Pea soup. I think that’s what the seafaring bunch calls it. So foggy that if anyone had known how bad it would be they would have stayed somewhere warm, dry and safe. At this late date, I don’t remember if we were loaded or empty. Northbound on one of the roads on the east side of my hometown of Nampa, Idaho. I knew the roads there well, as they were the same roads I’d traveled back in my high school days to see friends or to work. Even with the fog so thick that it was difficult to see where we were on the road, I had some feeling for when we were approaching an intersection.

As I began looking through the soup for signs of the crossroad and slowing from the 20 miles per hour or so we’d been inching through the fog, I caught the first faint impression of the stop sign. I braked and slowed, preparing to make a stop long enough to hope opposing traffic could clear – if I could even see it.

As I had the truck and trailer almost at a full stop at the proper stopping spot by the stop sign, a genuine Volkswagen bus blasted past us on my left, I’m guessing at about 30 miles per hour. I had seen no headlights following me nor beside me. What I blurted out, almost shouting, as I waited for the sounds of a crash (which never came), was an epithet roughly describing a perforated cowpie.

We stopped for several seconds with the windows down, hoping to see if and when we would be safe to proceed. With no indication of anyone else so foolish as to be out driving, I pulled forward, hammering down and shifting through the lower gears as fast as the Cummins engine would pull us to the shift point of the next gear. I was hoping to avoid having the 70-plus feet of hay wagons behind me T-boned in the intersection. We made it home unscathed.
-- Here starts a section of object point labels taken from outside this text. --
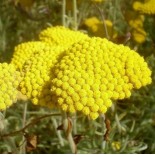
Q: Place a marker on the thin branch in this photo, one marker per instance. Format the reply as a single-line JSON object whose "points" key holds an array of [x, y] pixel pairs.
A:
{"points": [[64, 12], [22, 148], [36, 120], [103, 19]]}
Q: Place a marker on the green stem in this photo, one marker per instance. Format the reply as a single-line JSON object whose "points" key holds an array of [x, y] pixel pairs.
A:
{"points": [[67, 126], [58, 132], [22, 149], [64, 12], [103, 20], [75, 15]]}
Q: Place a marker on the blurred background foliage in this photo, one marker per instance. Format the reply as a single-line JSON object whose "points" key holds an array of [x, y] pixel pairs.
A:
{"points": [[132, 121]]}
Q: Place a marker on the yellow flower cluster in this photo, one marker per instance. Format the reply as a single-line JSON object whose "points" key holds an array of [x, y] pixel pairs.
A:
{"points": [[77, 73], [35, 83], [138, 32], [96, 27], [61, 36], [24, 51], [8, 83], [93, 73], [147, 7]]}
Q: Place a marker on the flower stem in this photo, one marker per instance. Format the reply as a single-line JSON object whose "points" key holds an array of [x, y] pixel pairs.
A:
{"points": [[22, 149], [58, 132], [67, 126], [64, 12], [75, 15]]}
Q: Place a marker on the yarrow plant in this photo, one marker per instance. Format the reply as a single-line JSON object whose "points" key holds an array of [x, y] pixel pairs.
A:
{"points": [[83, 78]]}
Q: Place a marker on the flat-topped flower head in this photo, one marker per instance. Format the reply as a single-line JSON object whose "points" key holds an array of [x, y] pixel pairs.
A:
{"points": [[24, 51], [147, 7], [36, 80], [93, 73], [61, 36], [9, 81]]}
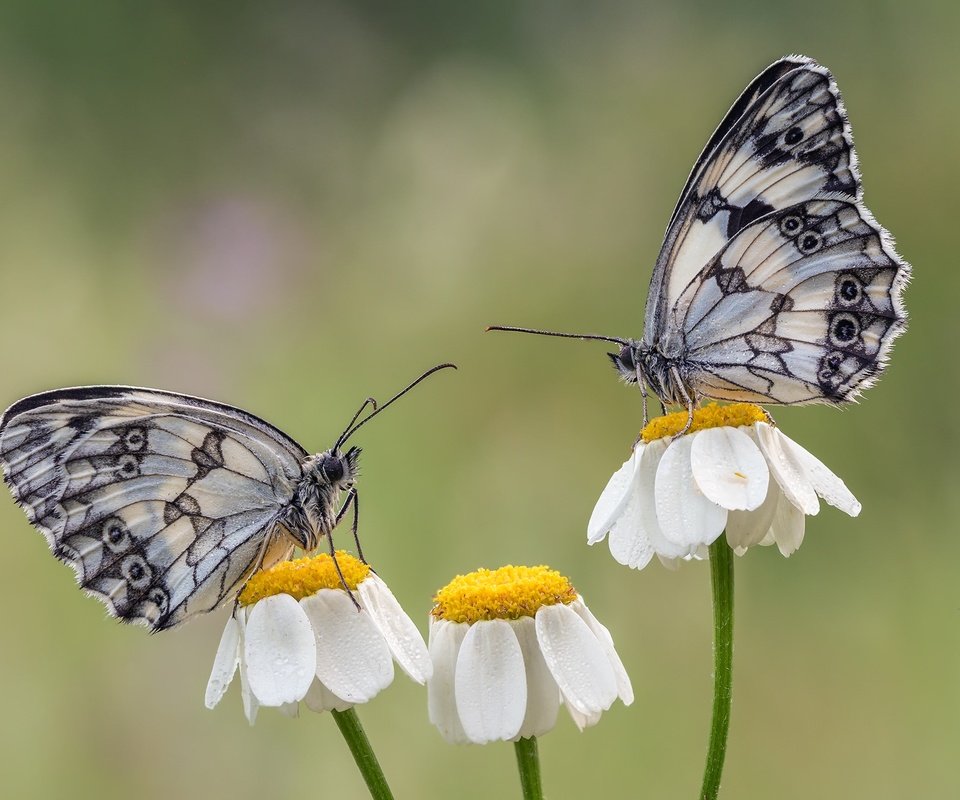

But not without another eye-opening experience. The fog thinned ever so slightly as we neared the next intersection. In the exact center of the crossroad, there sat a young man – on his haunches with his knees pulled up toward his chin. I’m guessing he was somewhere between 18 and 30 years old and dressed in only a sweatshirt over his jeans, no other coat. I didn’t notice him until I had deemed the crossroad as clear as it was going to appear and was hurrying across it like the previous crossing.

Advertisement

This was in the heyday of the citizens band (CB) radio craze. Almost all trucks had one, and most of the law enforcement cars also added a CB to the other radio gear. Mine was equivalent to the Cobra 29 radio. It hadn’t been “tuned up,” but I had a good antenna and decent range.

I called for any “law and order” who could hear me. I had a nice lady answer who sounded like she had a slightly more powerful “base station,” and from the background chatter, I think I had connected with either city or county dispatch.

I relayed what we’d just passed in the middle of the intersection. I heard the nice lady relay it over another radio to what sounded like an officer in a car. She clarified to the officer that the subject was not in a vehicle. As I “listened between the lines” to the chatter, it sounded like the local officer knew just who would be sitting in the middle of an intersection during the worst fog we’d seen for years.

Nothing was mentioned of the incident in the local news, so I’m hopeful that whoever it was got successfully corralled back to safety.

My preferred combination for hay hauling was a truck and a full trailer. That gave me an advantage on ice and snow because I could put more weight on the axles that moved everything up the road.

Traveling toward Jordan Valley, Oregon, on a snowy winter day, I approached a sweeping curve ahead. Ahead of me was a set of doubles – a freight truck. As the doubles started into the curve, they slowed, and I thought, “This is not going to be fun.” It was a wide curve, and I could see no opposing traffic ahead. The curve was at the base of a hill, and I knew I’d need all the momentum I had to make it without spinning out. The curve was banked, and there was the very real possibility of sliding downhill into the other truck, so I held mine high on the left side, which was the upper side of the curve.

We made it around the slower truck without incident, and halfway up the hill the icy pavement became bare.

My brother, noticing my white knuckles and “uh-oh expression,” said, “You can breathe now!”